Para a PF, não é o número de páginas dedicado a cada personagem de um inquérito que define a sua importância. “A polícia faz relatórios qualitativos e não quantitativos, o resultado não deve ser classificado em números de páginas, mas em conteúdo”, defende um dos delegados envolvidos no caso, que pede para não ser identificado.

Entre uma negativa e outra na defesa, Mares Guia acrescentou poucas informações ao inquérito 2280-2/140-STF, que o procurador Antonio Fernando de Souza classificou há poucos dias como sendo de “muitas boas provas”.

Mares Guia diz que participou apenas “de meras conversas a respeito [da campanha]”. Ele “opinou, orçou, estimou, avaliou”, admite. “Mas nada concretamente planejou ou executou.” Para a PF, há três documentos que demostram o contrário. O primeiro são três folhas escritas por Mares Guia, nas quais ele faz uma mini contabilidade de receitas e gastos da empreitada. O outro, um orçamento da agência de Duda Mendonça, que fez a campanha publicitária da coligação PSDB/DEM, assinada pela sócia de Duda, Zilmar Fernandes, e endereçada a Mares Guia. O último, um pedido de recursos que o deputado Nárcio Rodrigues encaminha ao ministro e a outros dois destinatários no comitê central da campanha de Azeredo. Em todos esses casos, existem muitas perguntas sem respostas.

Outro ponto das investigações que complica a situação de Mares Guia é uma triangulação feita entre ele, Eduardo Azeredo e Marcos Valério para pôr fim a uma dívida de R$ 813 mil do senador tucano com seu tesoureiro de campanha, Claudio Mourão. Ao final, quem quitou a dívida foi Marcos Valério, com o cheque de número 7683, do Banco Rural, agência Assembléia em Belo Horizonte, no valor de R$ 700 mil. Para cobrir parte desse cheque, Walfrido dos Mares Guia, a partir da sua empresa, Samos, fez um depósito de R$ 507.034, por transferência bancária, na conta de Marcos Valério.
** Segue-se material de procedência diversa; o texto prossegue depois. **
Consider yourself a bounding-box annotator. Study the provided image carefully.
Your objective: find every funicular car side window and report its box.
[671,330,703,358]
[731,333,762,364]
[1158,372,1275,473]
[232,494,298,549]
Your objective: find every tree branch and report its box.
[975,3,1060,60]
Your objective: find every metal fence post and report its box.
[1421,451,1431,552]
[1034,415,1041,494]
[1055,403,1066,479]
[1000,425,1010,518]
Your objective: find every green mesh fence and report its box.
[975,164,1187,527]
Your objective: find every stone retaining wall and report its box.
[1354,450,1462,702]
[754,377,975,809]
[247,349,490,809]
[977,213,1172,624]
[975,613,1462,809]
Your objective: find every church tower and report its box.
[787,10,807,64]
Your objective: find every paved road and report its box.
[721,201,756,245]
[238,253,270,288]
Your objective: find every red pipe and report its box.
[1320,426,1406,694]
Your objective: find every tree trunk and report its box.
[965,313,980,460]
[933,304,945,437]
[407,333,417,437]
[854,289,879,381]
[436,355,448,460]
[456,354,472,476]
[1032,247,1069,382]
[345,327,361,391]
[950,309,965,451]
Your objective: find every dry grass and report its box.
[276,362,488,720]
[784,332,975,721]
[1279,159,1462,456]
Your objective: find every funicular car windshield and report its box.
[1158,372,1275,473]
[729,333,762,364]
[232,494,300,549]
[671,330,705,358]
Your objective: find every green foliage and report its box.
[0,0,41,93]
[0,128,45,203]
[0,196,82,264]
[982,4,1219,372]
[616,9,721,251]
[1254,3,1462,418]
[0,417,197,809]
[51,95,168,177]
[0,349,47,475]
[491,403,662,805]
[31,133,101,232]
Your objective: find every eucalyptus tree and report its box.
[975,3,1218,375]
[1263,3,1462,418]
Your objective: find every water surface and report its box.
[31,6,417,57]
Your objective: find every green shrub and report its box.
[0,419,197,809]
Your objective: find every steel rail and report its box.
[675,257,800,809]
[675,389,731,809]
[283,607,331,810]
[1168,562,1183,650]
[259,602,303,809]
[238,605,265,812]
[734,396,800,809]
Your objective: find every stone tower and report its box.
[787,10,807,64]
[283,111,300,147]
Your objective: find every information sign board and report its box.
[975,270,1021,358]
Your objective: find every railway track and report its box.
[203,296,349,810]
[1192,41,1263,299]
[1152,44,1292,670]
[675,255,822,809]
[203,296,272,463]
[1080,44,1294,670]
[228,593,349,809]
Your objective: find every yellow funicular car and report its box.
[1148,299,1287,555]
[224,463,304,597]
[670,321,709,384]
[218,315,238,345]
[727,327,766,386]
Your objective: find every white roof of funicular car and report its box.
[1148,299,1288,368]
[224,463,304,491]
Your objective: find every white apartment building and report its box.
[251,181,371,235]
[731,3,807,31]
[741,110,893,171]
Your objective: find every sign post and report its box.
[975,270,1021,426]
Em sua defesa, o ministro alega ter recebido, de um assessor de Eduardo Azeredo, apenas um número de conta, mas não sabia quem era o titular dela. A julgar verdadeiro esse argumento, aconteceu o seguinte fato em Minas Gerais: Mares Guia pegou meio milhão de reais para pagar uma conta de Eduardo Azeredo e não se preocupou nem em saber a quem estava entregando quantia tão fabulosa e muito menos teve necessidade de cobrar a dívida ao amigo. Coisas assim, como sabe agora o procurador, acontecem com os políticos.
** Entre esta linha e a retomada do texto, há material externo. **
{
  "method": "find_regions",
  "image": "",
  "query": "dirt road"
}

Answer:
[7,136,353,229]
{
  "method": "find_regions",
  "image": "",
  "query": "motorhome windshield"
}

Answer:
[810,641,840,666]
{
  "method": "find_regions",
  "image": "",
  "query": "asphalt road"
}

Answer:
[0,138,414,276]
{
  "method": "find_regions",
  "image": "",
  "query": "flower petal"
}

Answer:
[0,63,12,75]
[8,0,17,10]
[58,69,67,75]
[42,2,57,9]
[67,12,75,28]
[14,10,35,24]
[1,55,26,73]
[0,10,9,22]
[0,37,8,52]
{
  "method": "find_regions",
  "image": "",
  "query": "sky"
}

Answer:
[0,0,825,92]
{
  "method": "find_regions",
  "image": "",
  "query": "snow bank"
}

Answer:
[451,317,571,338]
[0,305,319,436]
O dinheiro público e as empresas do MINISTRO
No grande novelo em que se transformou a investigação do Mensalão Mineiro, Polícia e Receita federais encontraram uma espécie de fio da meada ao puxar o cordão da Samos Participações, holding pertencente ao ministro das Relações Institucionais, Walfrido dos Mares Guia. Em 2002, a Samos movimentou 22 vezes mais dinheiro que a receita declarada naquele ano. Em sua defesa antecipada ao procurador-geral da República, Antonio Fernando de Souza, Mares Guia disse que essa multiplicação é resultado da forma como ele reinveste o dinheiro: “A Samos não tem receita oriunda de vendas, mas sim de rendimentos da aplicação de seu patrimônio. Como a maior parte desse patrimônio é constituída por dinheiro, a receita da Samos se compõe, basicamente, de juros e outros rendimentos financeiros”, justifica.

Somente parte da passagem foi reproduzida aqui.